Je ne comprends pas la difference entre "futur" et "futur antérieur" dans cette case:

FUTUR
-use it after temporal conjunctions "quand, lorsque, aussitôt que, dès que, pendant que, tandis que et aussi tant que" to exmplain a future fact.

Quand vous voudrez me parler, je vous écouterai.

FUTUR ANTÉRIEUR
-use it to exmpliin a future action that is realized before another future action. To present this sequence, one generally uses a temporal conjunction "qui montre l'antériorité"(I don't know what that part means).

Quand tu auras fini ton travail, tu pourras jouer.

When do you use futur simple and when do you use futur antérieur?

merci


----------



## geostan

It means that the subordinate verb will have ended before the main verb will occur.

The futur antérieur is not possible after "pendant que" for that reason.
The futur antérieur is commonly found after une fois que, après que, dès que, aussitôt que.

Cheers!


----------



## Outsider

Le futur antérieur est un temps « parfait », dans la terminologie de la grammaire anglaise. Les temps parfaits en général indiquent une action ou condition qui s'est finie avant une autre action.


----------



## Grop

C'est assez bien décrit ici: http://fr.wikipedia.org/wiki/Futur_antérieur

On l'utilise pour exprimer qu'une action future est terminée, comme dans

"Quand vous aurez fini de vous disputer, on pourra y aller."


----------



## mysterio626

I recently had a conversation with my French teacher and said:

"Quand je serai rentré chez moi, je ferai une sieste."

She told me to use the futur simple in the "quand" clause. She said that since my coming home obviously came before my taking a nap, I should use the reg. future tense-not the future anterior.
I thought the futur simple was used if both actions being talked about happens concurrently: like "Quand je finirai mes devoirs, je serai heureux." Any help will be appreciated!


----------



## itka

I agree with your teacher.

Obviously, the two actions don't take place exactly at the same moment, but they are near enough to allow the employ of the future.

It would be different, if there were a gap of time between the two, or if _you_ _intended _to underline they are not simultaneous.

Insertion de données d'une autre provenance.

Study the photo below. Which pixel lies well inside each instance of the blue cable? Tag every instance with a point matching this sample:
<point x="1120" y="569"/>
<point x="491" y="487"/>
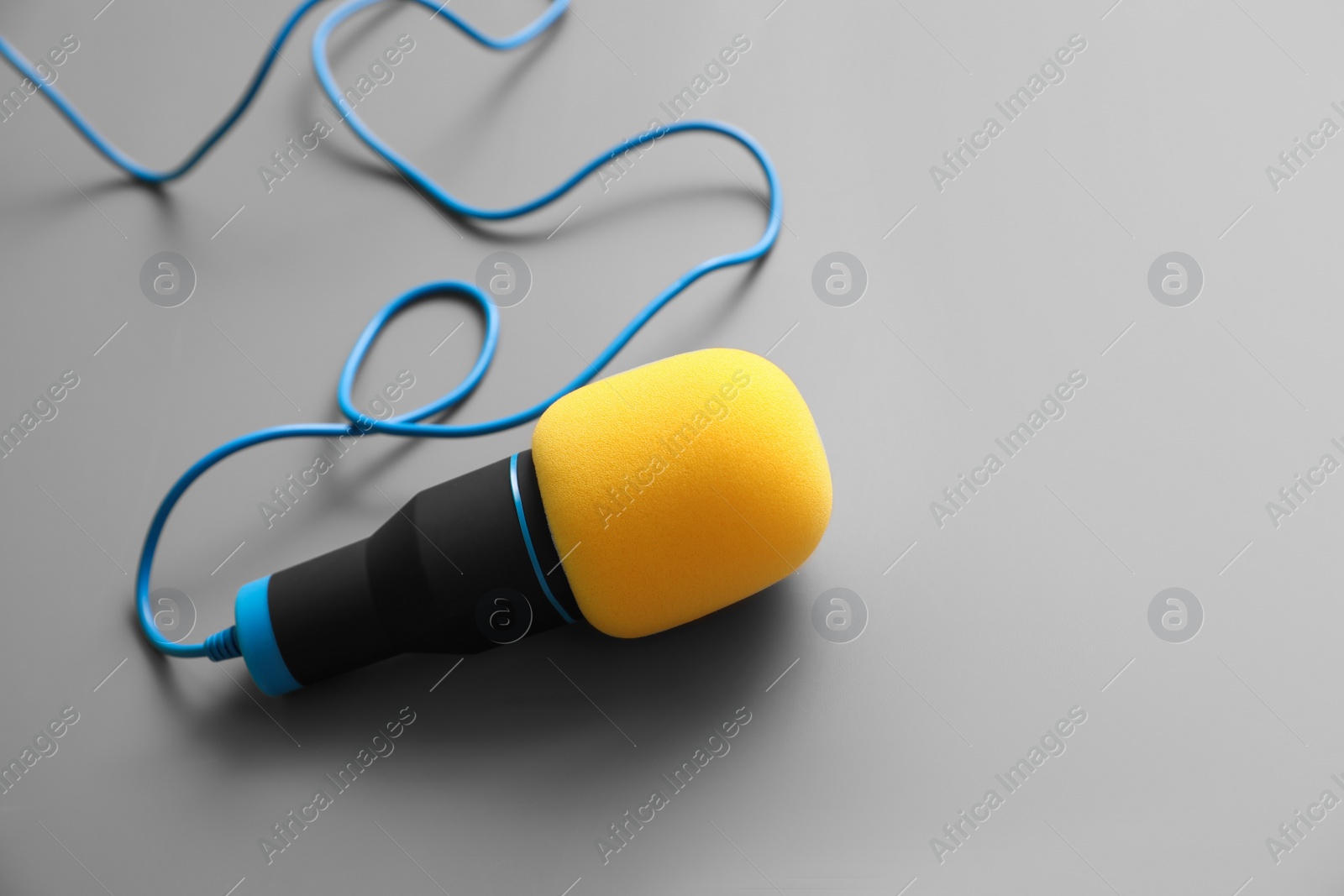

_"Quand je serai rentré, après avoir lu mon courrier, je ferai une sieste."_

In such sentences, consider first your intention, your point of view on the events you talk about. Both tenses are correct, but the future is lighter, and often you don't need to insist on the fact that one action comes before the other.


----------



## Harmione

Oui, les 2 temps sont possibles, le futur antérieur marque simplement l'idée que l'action du 1er verbe est *accomplie *au moment de l'action exprimée par le 2ème verbe


----------



## Maître Capello

As explained by Itka and Harmione, both tenses are possible. However, contrary to what your teacher and Itka say, I'd personnally use the _futur antérieur_.


----------



## fluffkin

Hi there,
I've written the sentence:

'Lorsque l'eco-consommateur atteint la caisse, il ne prend pas un sac en plastique'

It might be useful to note that I am talking about an imaginary scenario here, to show what the ideal consumer would do.

I'm now wondering whether I should have used the future tense as I am talking about something that happens in the future >.<

Any help would be really appreciated!

x


----------



## Tabac

With a time expression (_lorsque, quand, aussitôt que_) the French use the future tense when talking about a future action (unlike English).


----------



## fluffkin

Okay,
so should I put the 'il ne prend pas un sac en plastique' part in the future tense as well:

'Lorsque l'eco-consommateur *atteindra* la caisse, il ne *prendra* pas un sac en plastique'

Thanks


----------



## Tabac

Yes, absolutely.


----------



## v1cky

So I have been confused about when to use the futur anterieur and futur perfect forms.

This is an example we had in class:  

Lorsque Jean-Loup ________ là, nous pourrons commencer la partie.  (using être)

I thought it would be 
"Lorsque Jean-Loup *sera* là, nous pourrons commencer la partie."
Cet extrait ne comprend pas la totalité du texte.